私たち視聴者はマイケル・J・フォックスの顔をもちろん知っています。
パーキンソン病と闘っているというニュースが報じられてから
俳優活動は以前に比べて目立たなくなりましたが、
それでもなにしろあの『バック・トゥ・ザ・フューチャー』の
マイケルJ・フォックスなのです。
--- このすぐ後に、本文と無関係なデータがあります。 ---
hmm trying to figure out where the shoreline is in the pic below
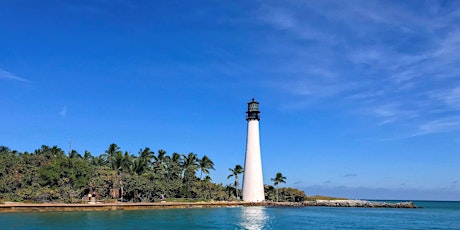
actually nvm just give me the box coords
[0,200,417,213]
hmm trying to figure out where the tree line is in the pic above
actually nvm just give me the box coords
[0,144,307,203]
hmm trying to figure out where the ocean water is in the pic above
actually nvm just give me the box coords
[1,201,459,229]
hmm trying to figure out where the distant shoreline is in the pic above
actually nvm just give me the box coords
[0,200,417,213]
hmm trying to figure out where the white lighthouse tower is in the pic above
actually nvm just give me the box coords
[242,98,265,202]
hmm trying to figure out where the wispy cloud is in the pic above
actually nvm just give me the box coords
[59,106,67,117]
[256,0,460,138]
[258,4,336,43]
[414,118,460,136]
[0,68,29,82]
[371,102,419,125]
[429,86,460,111]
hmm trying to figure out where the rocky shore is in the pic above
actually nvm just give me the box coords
[265,200,417,208]
[0,200,417,213]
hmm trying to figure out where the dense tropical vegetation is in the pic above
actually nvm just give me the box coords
[0,144,307,203]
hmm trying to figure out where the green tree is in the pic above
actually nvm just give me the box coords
[35,145,66,159]
[134,147,154,175]
[278,187,306,202]
[103,144,135,200]
[0,147,21,201]
[103,144,124,171]
[164,153,182,197]
[165,153,182,181]
[227,164,243,199]
[152,149,167,175]
[199,155,215,179]
[69,150,82,159]
[182,153,199,178]
[202,175,213,199]
[105,143,120,158]
[89,166,117,198]
[121,151,134,173]
[91,155,107,166]
[271,172,286,202]
[139,147,155,163]
[181,152,199,197]
[83,150,93,161]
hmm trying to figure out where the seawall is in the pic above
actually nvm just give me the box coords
[0,200,417,213]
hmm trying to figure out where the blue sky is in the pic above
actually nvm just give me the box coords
[1,0,459,201]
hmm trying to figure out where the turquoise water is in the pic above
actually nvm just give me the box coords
[1,201,459,229]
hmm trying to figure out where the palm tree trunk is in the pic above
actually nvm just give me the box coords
[120,181,124,201]
[235,180,239,199]
[276,185,278,202]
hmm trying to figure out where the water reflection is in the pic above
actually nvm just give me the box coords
[239,206,270,229]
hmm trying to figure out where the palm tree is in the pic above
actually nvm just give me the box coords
[103,143,122,170]
[103,144,132,201]
[121,151,134,173]
[69,150,82,159]
[139,147,154,164]
[105,143,120,158]
[91,155,107,166]
[165,152,182,180]
[134,147,154,174]
[153,149,167,174]
[199,155,215,179]
[133,157,145,175]
[271,172,287,202]
[181,152,200,197]
[181,152,200,179]
[227,164,244,199]
[203,175,213,199]
[164,152,183,196]
[171,152,181,164]
[108,150,123,171]
[83,150,92,161]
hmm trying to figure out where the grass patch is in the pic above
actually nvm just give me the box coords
[164,198,213,203]
[308,195,348,201]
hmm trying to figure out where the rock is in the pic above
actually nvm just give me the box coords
[301,200,417,208]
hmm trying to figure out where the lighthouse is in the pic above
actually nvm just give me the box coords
[242,98,265,202]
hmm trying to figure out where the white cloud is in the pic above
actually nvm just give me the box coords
[429,86,460,111]
[371,102,419,126]
[0,68,29,82]
[414,119,460,136]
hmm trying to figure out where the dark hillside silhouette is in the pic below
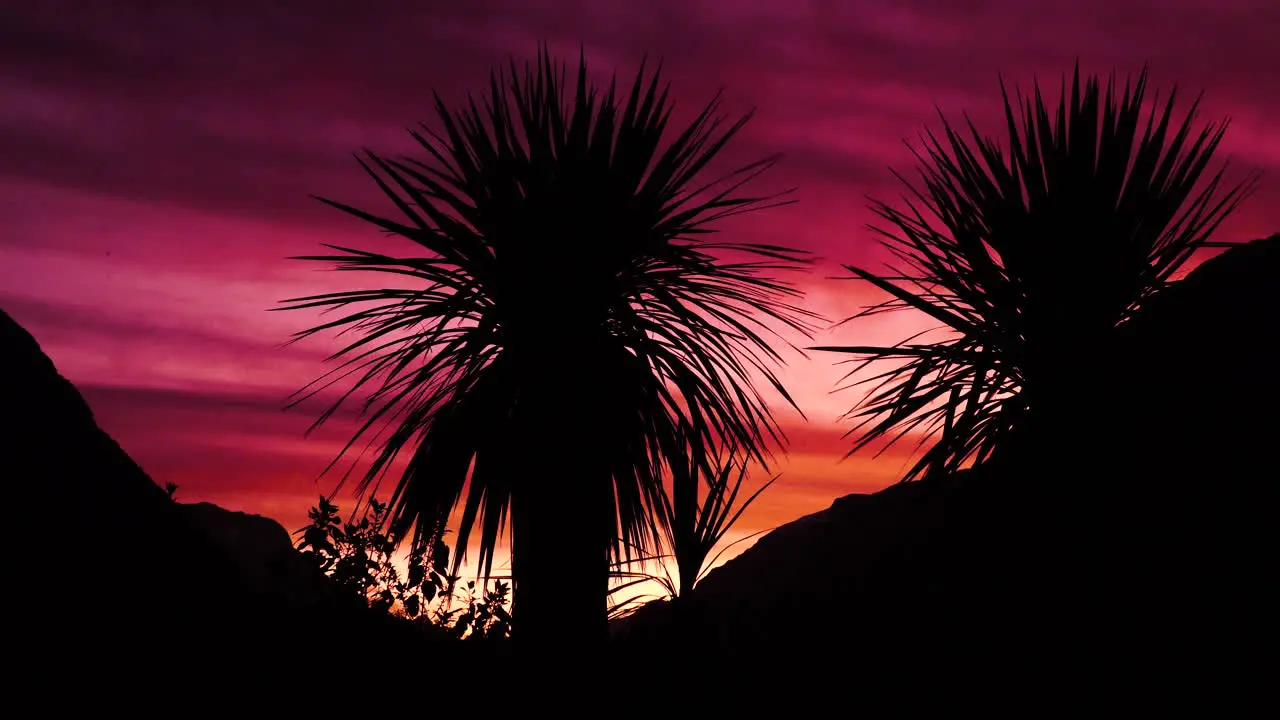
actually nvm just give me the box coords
[615,234,1280,711]
[0,308,494,706]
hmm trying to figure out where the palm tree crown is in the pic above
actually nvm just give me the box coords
[816,65,1255,481]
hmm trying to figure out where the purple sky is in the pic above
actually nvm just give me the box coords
[2,0,1275,535]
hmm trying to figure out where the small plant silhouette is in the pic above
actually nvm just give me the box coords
[609,443,777,618]
[294,496,511,640]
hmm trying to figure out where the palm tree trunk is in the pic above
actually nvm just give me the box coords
[508,361,613,677]
[510,464,611,648]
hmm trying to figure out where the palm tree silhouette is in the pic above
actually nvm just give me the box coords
[278,49,818,659]
[815,66,1255,481]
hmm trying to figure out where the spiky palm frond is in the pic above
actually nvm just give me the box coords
[815,65,1255,481]
[278,48,819,579]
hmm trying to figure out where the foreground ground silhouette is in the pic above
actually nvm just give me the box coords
[3,234,1275,712]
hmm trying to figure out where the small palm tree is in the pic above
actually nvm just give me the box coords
[666,442,778,599]
[815,66,1255,481]
[608,442,778,617]
[278,48,818,655]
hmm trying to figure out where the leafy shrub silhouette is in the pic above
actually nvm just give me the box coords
[295,496,511,640]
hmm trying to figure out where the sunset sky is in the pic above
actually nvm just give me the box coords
[2,0,1276,556]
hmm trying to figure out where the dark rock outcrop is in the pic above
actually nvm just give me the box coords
[179,502,300,582]
[177,501,359,613]
[617,235,1280,711]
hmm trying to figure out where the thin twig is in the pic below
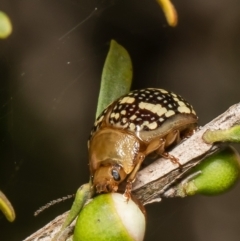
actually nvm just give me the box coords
[23,102,240,241]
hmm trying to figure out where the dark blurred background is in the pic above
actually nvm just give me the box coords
[1,0,240,240]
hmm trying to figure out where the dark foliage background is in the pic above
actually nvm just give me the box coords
[1,0,240,240]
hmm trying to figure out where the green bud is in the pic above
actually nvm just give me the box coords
[177,146,240,196]
[203,125,240,144]
[73,193,146,241]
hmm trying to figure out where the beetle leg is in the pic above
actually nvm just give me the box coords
[145,138,163,155]
[181,126,197,139]
[165,129,181,146]
[157,130,182,166]
[123,182,132,200]
[161,152,181,166]
[124,139,164,199]
[153,130,181,157]
[124,153,145,199]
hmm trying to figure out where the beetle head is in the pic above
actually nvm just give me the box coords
[93,164,127,193]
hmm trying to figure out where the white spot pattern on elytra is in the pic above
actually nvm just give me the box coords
[165,110,175,117]
[178,106,191,113]
[89,88,197,139]
[120,97,135,104]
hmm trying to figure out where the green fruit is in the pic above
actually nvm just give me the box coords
[73,193,146,241]
[182,146,240,196]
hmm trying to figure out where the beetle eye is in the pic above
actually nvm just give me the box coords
[111,169,121,181]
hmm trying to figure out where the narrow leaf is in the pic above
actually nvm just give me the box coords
[156,0,178,27]
[0,190,15,222]
[96,40,133,118]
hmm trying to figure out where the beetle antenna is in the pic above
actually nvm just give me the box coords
[34,194,75,216]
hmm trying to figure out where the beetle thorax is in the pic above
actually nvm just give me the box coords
[89,128,140,192]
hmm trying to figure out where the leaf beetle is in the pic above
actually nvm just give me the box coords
[88,88,198,196]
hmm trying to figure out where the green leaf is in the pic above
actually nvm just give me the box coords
[96,40,132,118]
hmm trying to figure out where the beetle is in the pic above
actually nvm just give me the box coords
[88,88,198,196]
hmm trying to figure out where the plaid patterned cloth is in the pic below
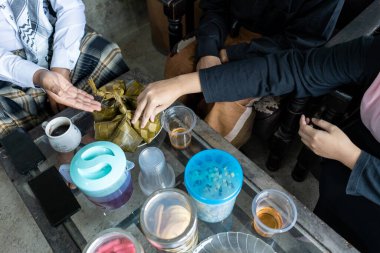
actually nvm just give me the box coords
[0,32,129,138]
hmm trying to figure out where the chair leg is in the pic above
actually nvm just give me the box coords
[162,0,189,51]
[185,0,195,35]
[266,97,310,171]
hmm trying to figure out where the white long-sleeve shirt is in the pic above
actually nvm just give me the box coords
[0,0,86,88]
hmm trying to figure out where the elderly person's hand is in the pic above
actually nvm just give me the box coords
[132,72,202,128]
[196,55,222,71]
[298,115,361,169]
[48,67,71,113]
[33,69,101,112]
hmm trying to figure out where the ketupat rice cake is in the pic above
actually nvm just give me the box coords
[89,78,162,152]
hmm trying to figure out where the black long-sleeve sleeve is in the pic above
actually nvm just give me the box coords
[199,36,380,103]
[347,151,380,206]
[226,0,344,60]
[196,0,231,60]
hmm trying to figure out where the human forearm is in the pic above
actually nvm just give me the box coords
[133,36,378,129]
[51,68,70,81]
[33,69,67,92]
[336,142,362,170]
[225,35,293,60]
[177,73,202,96]
[200,36,377,103]
[347,151,380,205]
[1,48,45,87]
[32,69,47,87]
[32,69,63,94]
[196,0,230,60]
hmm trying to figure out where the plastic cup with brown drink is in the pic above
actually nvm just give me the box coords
[251,189,297,237]
[161,106,197,149]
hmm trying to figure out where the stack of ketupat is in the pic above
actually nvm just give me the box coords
[89,79,161,152]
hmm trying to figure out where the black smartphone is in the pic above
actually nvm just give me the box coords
[0,128,45,174]
[28,167,81,227]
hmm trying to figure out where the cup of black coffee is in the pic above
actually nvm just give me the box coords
[50,124,70,136]
[42,117,82,153]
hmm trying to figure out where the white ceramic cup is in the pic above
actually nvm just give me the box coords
[42,117,82,153]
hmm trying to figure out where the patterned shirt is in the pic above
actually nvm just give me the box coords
[0,0,86,87]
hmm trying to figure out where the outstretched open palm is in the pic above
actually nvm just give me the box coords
[37,70,101,112]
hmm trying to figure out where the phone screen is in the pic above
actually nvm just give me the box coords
[28,167,80,226]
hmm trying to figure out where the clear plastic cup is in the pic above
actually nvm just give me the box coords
[161,106,197,149]
[251,189,297,237]
[83,228,144,253]
[140,189,198,252]
[138,147,175,196]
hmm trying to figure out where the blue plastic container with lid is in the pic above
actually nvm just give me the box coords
[70,141,134,209]
[185,149,243,223]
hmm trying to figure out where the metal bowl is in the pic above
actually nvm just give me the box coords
[137,121,164,148]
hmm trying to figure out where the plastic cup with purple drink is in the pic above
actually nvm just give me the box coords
[69,141,134,210]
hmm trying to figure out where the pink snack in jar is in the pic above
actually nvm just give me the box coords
[84,228,143,253]
[96,238,137,253]
[112,240,136,253]
[96,239,121,253]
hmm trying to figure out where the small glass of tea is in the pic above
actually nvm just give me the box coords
[251,189,297,237]
[161,106,197,149]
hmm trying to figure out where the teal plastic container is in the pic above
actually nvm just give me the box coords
[70,141,134,209]
[185,149,243,222]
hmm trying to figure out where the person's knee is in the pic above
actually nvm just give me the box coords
[318,160,350,204]
[164,42,197,79]
[74,32,128,87]
[164,55,195,79]
[205,101,256,148]
[80,33,123,61]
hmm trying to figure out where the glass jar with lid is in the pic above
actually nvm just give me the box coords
[83,228,144,253]
[140,188,198,252]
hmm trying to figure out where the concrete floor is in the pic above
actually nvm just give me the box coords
[82,0,166,81]
[241,136,319,210]
[0,0,318,252]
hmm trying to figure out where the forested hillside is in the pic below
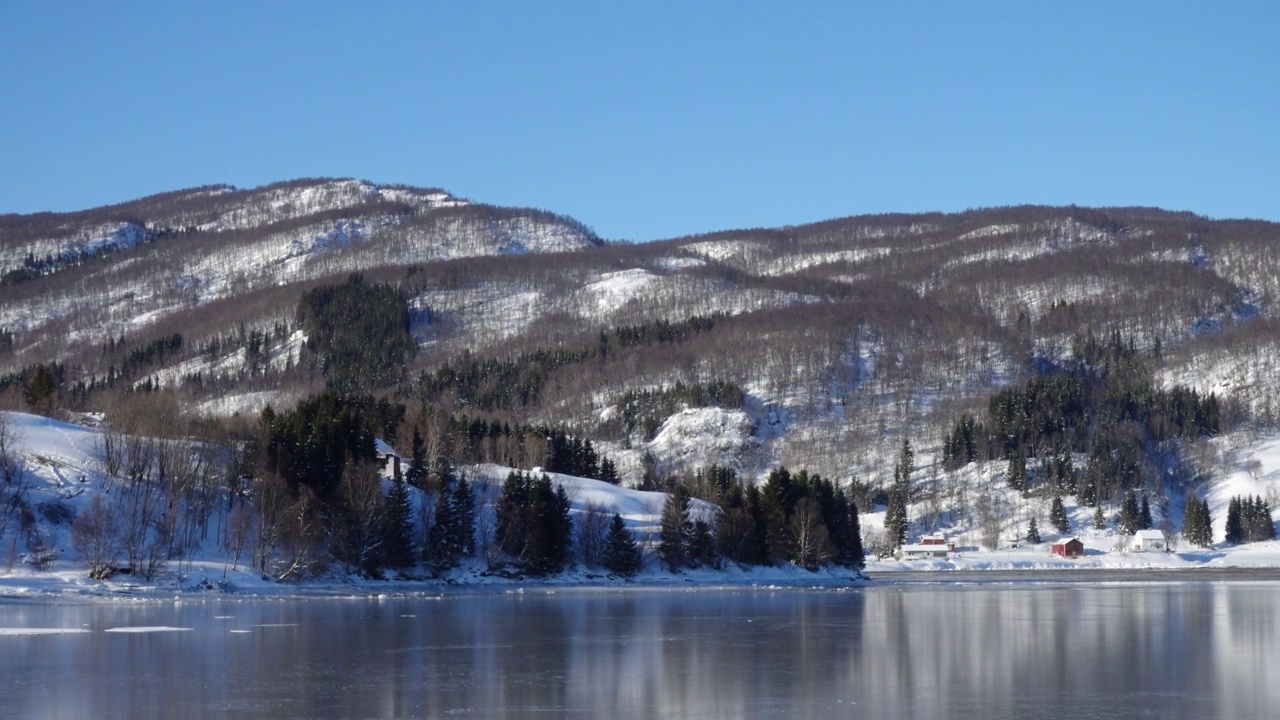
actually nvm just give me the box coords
[2,179,1279,581]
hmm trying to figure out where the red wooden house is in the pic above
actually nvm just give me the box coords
[1051,537,1084,558]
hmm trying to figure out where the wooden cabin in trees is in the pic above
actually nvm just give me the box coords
[374,438,404,481]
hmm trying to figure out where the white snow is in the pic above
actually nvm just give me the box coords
[580,269,657,314]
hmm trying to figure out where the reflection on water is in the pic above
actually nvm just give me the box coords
[1,583,1277,719]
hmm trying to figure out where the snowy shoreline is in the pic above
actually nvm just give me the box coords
[7,560,1280,605]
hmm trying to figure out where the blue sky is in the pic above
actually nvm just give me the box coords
[2,2,1276,241]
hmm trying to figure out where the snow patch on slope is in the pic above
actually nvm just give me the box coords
[647,408,758,476]
[581,269,657,314]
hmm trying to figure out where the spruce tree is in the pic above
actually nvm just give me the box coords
[1183,497,1213,548]
[602,513,641,577]
[658,485,692,571]
[1050,495,1070,534]
[1139,494,1153,530]
[1006,454,1029,494]
[1118,493,1141,535]
[1026,516,1041,544]
[424,488,460,574]
[885,439,913,550]
[522,475,573,575]
[1092,504,1106,530]
[452,474,476,557]
[381,478,417,569]
[687,519,719,569]
[1225,496,1243,544]
[1077,474,1097,508]
[599,457,620,485]
[405,427,427,488]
私たちは画面の左隅の
コーヒー・スタンドの脇に彼が小さく立っている
ほんの一瞬のファースト・ショットも見逃すことがありません。
しかし『グッド・ワイフ』の世界の住人ダイアンとアリシアは
ケニングを知りません。
視聴者とダイアンたちの間にあるこの情報格差も
今回のドラマを楽しむための隠し味のひとつであり、
【製薬会社が弁護士を解雇して、代わりの弁護士が
ニューヨークからやって来ることになった】という、
一見まわりくどくて必然性がないような設定が最初に必要だったのです。
この設定は以前このスタッフ・ブログでご紹介した
「チェーホフの銃」>>495 の一種だといえます。
こんな具合に『グッド・ワイフ』のストーリーは、
一分(いちぶ)の無駄もない、緻密な計算の上に組み立てられています。
まばたきする時間も惜しいほどすぐれたドラマだと言えます。
この先も、「抜け目のない(canny)」弁護士「ケニング(Canning)」は、
アリシアたちをたびたび苦しめることになります。
両者の今後の対決をぜひ楽しみにしていてください。